We use the pre-sql statement of the input to set some parameters of connections. Sadly, we cannot do that in a in-db workflow. This would be a total game-changing feature for us.
That actually really good to know! The fact that we don't have the ability to do PreSQL is increasingly a problem and forcing us to consider other tools.
At our company, we have data in Hadoop queried via Hive or Impala. I use Indb tools for efficiency but some of the tables in the data schemas in Hadoop need to be REFRESHED by issuing a SQL command, prior to the queries being run. Since, the Indb tools don't have this pre-sql option, I use the input data tool first to run the refresh table in Pre-sql and then run the indb tools. This way, I don't have to manually intervene and can schedule the full workflow.
Use the Input Data tool (Pre-SQL is only available here at this time) just to run your pre-sql code. Then, you can switch to the Indb tools to run your queries. I suppose depending on how complex your pre-sql code is... this might work. See figure below.
Hello @KylieF Good to know, thanks for the update.
@mscuaycong I usually use pre-sql to pass set instruction linked to session, such as container size or queue in Hive. This won't work if I use a input tool because it will be two different sessions.
Thank you both. We have tried using that workaround and it works for some things but as @saubert pointed out it doesn't work for everything. It is truly an issue that we don't have a pre-SQL tool.
Having Pre-SQL for In-DB would be especially useful for connections to e. g. Snowflake, where you can use different warehouses to access different compute resources.

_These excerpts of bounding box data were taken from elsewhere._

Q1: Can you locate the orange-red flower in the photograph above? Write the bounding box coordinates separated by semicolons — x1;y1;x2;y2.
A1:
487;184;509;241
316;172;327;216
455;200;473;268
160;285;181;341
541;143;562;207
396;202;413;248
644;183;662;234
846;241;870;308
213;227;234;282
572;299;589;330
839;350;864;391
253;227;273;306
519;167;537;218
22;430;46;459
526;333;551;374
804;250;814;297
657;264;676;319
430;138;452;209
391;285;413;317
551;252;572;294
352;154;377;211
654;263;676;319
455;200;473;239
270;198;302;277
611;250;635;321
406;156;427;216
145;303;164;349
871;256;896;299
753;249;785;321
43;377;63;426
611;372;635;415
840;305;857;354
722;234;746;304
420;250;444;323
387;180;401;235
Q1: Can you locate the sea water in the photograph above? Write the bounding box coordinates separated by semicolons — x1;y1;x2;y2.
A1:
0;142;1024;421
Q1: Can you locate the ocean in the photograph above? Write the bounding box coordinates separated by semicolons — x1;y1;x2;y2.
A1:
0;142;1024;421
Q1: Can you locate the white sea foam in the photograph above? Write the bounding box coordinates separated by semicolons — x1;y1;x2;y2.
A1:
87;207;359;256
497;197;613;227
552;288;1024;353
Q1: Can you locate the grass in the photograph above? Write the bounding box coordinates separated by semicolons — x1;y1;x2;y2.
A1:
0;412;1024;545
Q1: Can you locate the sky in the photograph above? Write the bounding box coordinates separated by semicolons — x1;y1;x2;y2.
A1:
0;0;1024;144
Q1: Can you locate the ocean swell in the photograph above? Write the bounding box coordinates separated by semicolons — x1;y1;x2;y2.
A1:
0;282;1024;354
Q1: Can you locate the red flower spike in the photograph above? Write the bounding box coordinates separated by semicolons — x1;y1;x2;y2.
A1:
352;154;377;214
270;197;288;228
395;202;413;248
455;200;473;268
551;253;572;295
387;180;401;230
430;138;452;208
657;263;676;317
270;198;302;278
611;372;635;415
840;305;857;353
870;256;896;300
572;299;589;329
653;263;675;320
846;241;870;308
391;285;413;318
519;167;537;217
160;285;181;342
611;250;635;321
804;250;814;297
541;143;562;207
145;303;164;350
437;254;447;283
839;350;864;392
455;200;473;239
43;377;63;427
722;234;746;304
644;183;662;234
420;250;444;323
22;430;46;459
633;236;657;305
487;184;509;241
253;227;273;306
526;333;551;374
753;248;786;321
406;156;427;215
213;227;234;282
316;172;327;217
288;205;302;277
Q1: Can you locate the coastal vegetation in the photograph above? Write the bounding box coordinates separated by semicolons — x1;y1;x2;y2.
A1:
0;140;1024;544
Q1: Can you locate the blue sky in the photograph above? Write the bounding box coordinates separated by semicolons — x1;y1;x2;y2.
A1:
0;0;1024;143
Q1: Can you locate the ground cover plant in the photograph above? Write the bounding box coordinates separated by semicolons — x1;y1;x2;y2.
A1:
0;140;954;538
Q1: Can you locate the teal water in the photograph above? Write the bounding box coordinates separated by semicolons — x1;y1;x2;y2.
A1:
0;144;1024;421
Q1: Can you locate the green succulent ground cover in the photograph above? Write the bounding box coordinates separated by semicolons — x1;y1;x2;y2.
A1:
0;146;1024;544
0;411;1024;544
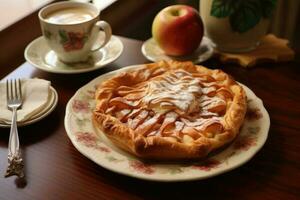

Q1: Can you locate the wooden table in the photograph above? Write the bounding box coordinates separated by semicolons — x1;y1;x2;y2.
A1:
0;0;300;199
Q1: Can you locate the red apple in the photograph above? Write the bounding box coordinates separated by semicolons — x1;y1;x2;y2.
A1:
152;5;204;56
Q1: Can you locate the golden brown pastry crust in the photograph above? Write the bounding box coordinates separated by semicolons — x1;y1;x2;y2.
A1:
93;61;247;160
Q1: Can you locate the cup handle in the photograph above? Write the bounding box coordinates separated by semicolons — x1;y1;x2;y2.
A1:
91;21;112;52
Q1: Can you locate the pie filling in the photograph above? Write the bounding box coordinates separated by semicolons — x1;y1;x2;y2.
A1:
105;69;233;143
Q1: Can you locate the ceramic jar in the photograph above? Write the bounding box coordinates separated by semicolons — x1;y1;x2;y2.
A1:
200;0;276;52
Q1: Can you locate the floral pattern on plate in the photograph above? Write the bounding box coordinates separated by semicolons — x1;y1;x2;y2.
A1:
65;66;270;181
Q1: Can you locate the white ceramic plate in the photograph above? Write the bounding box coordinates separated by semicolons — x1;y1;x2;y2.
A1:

This links directly to the amount of money you pay while working / developing.
Right now the only workaround I see here would be to have different connections set up and choose the one you need, but that's annoying if you have a lot of options...
Functionalities like this is hugely beneficial, especially, when working with large datasets or centrally managed databases. Is there a roadmap for Alteryx's in-DB capability? What are the priorities?
I guess this idea is less database dependent, and once implemented, can benefit a lot of use cases.